Looking back at the week, beginning with The Paradise Project, continuing through LePage and McBurney through Fake It ‘Til You Make It, I start to make thematic connections, map moments of insight or personal and communal revelation, or even just a good laugh, and attach those moments to conversations had in pubs, at bus stops and in conference rooms, conversations that continue until the moment that I write this and even later, when I publish it online and you, the reader, join in. This is a blueprint for cultivating social and cultural capital, for identifying new ways of imagining “impact” of the arts along much longer arcs.

As abstract as this may sound, what I found so energizing about Momentum was that the people at Festivals Edinburgh are actually thinking about this stuff. As much as their work is grounded in the practical, they consider the macroscopic perspective as a guidepost for strategy and planning. In this way they are light years ahead of any other organization I have encountered. All of their research and thinking, including a toolkit for creating your own festival innovation lab, is freely available on their website. The Festivals API and associated data is open to anyone. They are working collaboratively to identify gaps or needs in the field – say, the lack of professional development opportunities for producers seeking to tour work internationally – and develop ways to intervene. At a moment when many arts organizations – especially in the U.S. – seem to be doubling down on competition and being proprietary, this is a radically forward-thinking approach.

For most people, especially general audiences, these concerns are only of passing interest. This sort of thinking will only affect them insofar as it makes their experience of a festival better, or worse. But for those of us who work in the cultural field and who are in the business of re-imagining cultural production for the 21st Century, who are in the business of cultivating publics and building communities – even temporary ones – the work being done at Festivals Edinburgh is groundbreaking and important.
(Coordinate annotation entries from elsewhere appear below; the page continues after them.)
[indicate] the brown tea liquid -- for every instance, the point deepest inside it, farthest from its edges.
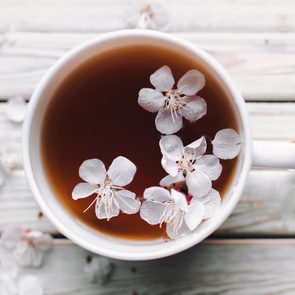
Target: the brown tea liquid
(95, 114)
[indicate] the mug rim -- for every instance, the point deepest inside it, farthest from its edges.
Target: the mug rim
(241, 113)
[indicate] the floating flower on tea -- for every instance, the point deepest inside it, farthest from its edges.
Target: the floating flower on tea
(226, 144)
(173, 103)
(148, 14)
(27, 246)
(11, 284)
(172, 208)
(189, 163)
(108, 186)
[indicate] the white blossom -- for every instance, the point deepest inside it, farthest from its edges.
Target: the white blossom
(148, 14)
(108, 186)
(211, 200)
(189, 164)
(172, 104)
(172, 208)
(27, 246)
(226, 144)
For those of us who are invested in the idea that imagination, creativity and artistic expression are essential to the full realization of individual capacity and to the realization of the best possible version of society, this kind of thinking is essential.

It goes without saying that the world is far different today than it was in 1947 when Rudolf Bing conceived of, and produced, the first Edinburgh International Festival to “provide a platform for the flowering of the human spirit”. It is a world that is as vast and complex as it is immediate and interconnected. In any case, Bing’s Imperative is as valid today as it ever was, and whether you are philosophically engaged in the big picture issues or just looking for a hell of a good time, Edinburgh and its festivals is the place to be.